A Natsu se le heló la sangre. ¡Claro, además había esa coincidencia! Murmurando maldiciones con los dientes apretados, se arregló la ropa para cubrir su prominente erección y se encaminó lentamente hacia la casa. Vislumbró una forma humana entre las sombras de un árbol cercano, pero supuso que se trataba de otra pareja que se estaba haciendo carantoñas arropada en la oscuridad del jardín, y continuó andando, sumido en sus pensamientos.

Si hubiera sido Lucy, se habría negado a mentir con la testarudez de una mula. ¿Era posible que Loxar hubiera obligado a la decentísima hija de un rector a fingir que era su sobrina? Ese tipo debía de tener unos motivos muy poderosos para darle a una persona de baja extracción social como Lucy una nueva identidad y una fastuosa fiesta de puesta de largo.
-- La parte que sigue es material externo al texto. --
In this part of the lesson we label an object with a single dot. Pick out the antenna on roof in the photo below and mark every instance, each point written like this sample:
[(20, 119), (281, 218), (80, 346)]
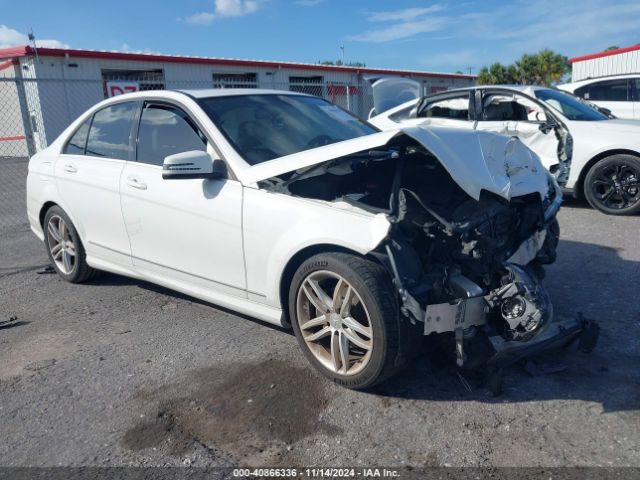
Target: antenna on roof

Un pensamiento desagradable emergió en su mente, asqueándolo hasta un límite insospechado. ¿Y si Lucy era la amante de Loxar? Loxar jamás se casaría con la hija de un rector, pero podría intentar buscarle un matrimonio de conveniencia para que de ese modo él pudiera... como pago por los servicios prestados.

Natsu sacudió la cabeza. Eso era absurdo. Loxar no podía haberse encandilado tanto de Lucy hasta el punto de convertirla en su amante para deshacerse de ella en un par de meses. Y tampoco podía creer que el conde de Dundee y su esposa se avinieran a cooperar en un plan tan retorcido.